There’s something about the way the Japanese manage to combine diverse materials and metal, form and proportion to create under-stated products of remarkable grace and simplicity: think Connoisseur; think Zanden – praise doesn’t come much higher than that. Well, now you can add the unlikely name of SPEC Corporation to that list. Their two-box phono-stage ($11,500) and line-level integrated amp ($9,500) are built into matching cases, as bijou as they are beautiful. But the kicker is that these sound as great as they look – despite the integrated amplifier being a 60 watt Class D design.
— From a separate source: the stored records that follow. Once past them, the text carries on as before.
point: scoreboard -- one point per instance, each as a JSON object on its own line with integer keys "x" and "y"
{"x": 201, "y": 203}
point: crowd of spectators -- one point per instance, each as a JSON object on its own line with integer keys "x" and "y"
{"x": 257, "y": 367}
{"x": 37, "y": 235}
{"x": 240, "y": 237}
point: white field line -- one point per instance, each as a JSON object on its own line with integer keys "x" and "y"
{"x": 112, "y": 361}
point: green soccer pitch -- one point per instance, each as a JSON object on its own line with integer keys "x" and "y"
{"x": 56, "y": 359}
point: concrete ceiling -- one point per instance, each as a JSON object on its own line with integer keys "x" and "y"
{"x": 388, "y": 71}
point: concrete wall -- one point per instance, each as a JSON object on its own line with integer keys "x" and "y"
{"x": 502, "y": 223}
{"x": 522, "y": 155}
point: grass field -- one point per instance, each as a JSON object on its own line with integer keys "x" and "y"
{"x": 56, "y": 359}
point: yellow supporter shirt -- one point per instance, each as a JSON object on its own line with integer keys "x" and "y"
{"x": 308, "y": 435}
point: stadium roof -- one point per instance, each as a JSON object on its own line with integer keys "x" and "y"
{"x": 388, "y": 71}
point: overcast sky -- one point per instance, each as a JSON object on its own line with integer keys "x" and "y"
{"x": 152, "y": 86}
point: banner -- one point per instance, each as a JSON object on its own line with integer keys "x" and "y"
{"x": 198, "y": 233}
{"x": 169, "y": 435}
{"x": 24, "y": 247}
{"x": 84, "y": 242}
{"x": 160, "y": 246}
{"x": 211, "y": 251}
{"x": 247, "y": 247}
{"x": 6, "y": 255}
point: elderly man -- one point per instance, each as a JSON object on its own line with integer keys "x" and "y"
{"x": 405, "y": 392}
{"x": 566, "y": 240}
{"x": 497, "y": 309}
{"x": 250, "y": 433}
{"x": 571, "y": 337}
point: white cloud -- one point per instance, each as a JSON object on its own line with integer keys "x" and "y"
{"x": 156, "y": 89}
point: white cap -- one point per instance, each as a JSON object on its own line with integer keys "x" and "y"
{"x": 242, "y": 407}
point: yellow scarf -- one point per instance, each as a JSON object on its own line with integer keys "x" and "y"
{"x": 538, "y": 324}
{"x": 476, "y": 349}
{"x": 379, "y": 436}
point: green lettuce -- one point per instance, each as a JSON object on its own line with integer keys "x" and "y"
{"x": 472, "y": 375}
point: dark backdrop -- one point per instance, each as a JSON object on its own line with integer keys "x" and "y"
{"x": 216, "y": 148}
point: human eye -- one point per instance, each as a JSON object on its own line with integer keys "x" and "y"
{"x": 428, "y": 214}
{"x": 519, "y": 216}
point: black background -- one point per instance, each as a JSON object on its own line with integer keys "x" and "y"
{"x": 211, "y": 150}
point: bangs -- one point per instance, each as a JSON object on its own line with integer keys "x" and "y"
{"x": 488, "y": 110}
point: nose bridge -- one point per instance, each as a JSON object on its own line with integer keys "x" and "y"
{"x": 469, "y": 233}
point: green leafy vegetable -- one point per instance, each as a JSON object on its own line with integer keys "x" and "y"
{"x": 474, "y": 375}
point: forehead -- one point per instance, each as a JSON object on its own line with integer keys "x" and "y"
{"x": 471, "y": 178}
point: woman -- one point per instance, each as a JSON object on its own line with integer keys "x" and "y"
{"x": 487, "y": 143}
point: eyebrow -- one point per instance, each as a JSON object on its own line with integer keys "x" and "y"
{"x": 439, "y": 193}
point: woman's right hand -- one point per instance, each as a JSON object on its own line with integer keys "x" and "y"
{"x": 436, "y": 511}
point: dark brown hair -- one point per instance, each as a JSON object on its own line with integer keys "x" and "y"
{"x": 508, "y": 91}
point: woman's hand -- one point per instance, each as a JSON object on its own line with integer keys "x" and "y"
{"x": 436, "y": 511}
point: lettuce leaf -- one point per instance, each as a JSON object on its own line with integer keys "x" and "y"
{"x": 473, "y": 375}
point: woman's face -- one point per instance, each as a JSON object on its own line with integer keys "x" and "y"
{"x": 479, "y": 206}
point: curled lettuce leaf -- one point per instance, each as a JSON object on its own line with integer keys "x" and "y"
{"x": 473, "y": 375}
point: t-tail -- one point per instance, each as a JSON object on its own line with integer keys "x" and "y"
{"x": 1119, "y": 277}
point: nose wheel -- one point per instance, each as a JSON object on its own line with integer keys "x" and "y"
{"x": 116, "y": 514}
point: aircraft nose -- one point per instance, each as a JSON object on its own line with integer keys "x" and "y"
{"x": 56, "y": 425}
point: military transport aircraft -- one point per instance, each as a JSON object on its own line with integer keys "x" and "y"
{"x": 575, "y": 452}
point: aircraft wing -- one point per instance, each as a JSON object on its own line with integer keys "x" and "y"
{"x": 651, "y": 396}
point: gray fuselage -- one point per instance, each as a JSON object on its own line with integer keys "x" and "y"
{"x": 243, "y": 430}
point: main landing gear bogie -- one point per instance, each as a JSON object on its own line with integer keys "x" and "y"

That low rated output and the extraordinary attention to detail and component choice clearly play their part, but these are genuinely gorgeous products that deserve wider recognition.

Volti Vittora Loudspeaker

Volti Vittota loudspeaker

Volti’s retro horns have been both a fixture and a highlight at recent RMAF shows, their exceptional sound and 104dB sensitivity matched by a surprising affordable $25,000 price tag. That’s around £16,600 for a five cabinet system (two mid/treble cabinets, two folded horn bass cabs and an active ELF cab) built into substantial birch-ply enclosures with curved walls and a range of beautiful veneer finishes. Believe me, see these things in the flesh and you’ll wonder how Greg Roberts does it for the price – a sentence that neatly sums up the appeal and frustration of the Volti offer. The low price is easy: the company supplies direct to the end user, cutting out distributors, dealers and their associated margins. But that’s also the rub: actually getting to see and hear the Vittora means taking a trip to Maine – although that will shortly become Tennesee. Mind you, factor in the flight, the shipping, the duty and the VAT and the Vittoras still look like a bargain of monumental proportions – and it’s not just the construction I’m talking about…

AudioQuest Jitterbug

, Baker’s Dozen: High-End Products You Shouldn’t Miss

And now, for our traditional (almost) freebie: the AudioQuest Jitterbug. Looking remarkably like a USB thumb-drive, the Jitterbug is actually an in-line jitter reduction device (it has a USB socket in the other end) applicable to any USB data stream. Simply plug it in, plug your USB cable into it and away you go – substantially better sound in seconds. The beauty is that it only costs $49 and that if that isn’t enough to satisfy your audiophile expenditure cravings you can either stack them or insert them anywhere into a common USB bus to added advantage. The benefits in clarity, dynamic range, timing and bandwidth are far from subtle, proving once again that high-end audio should be all about delivering high performance rather than simply high-prices.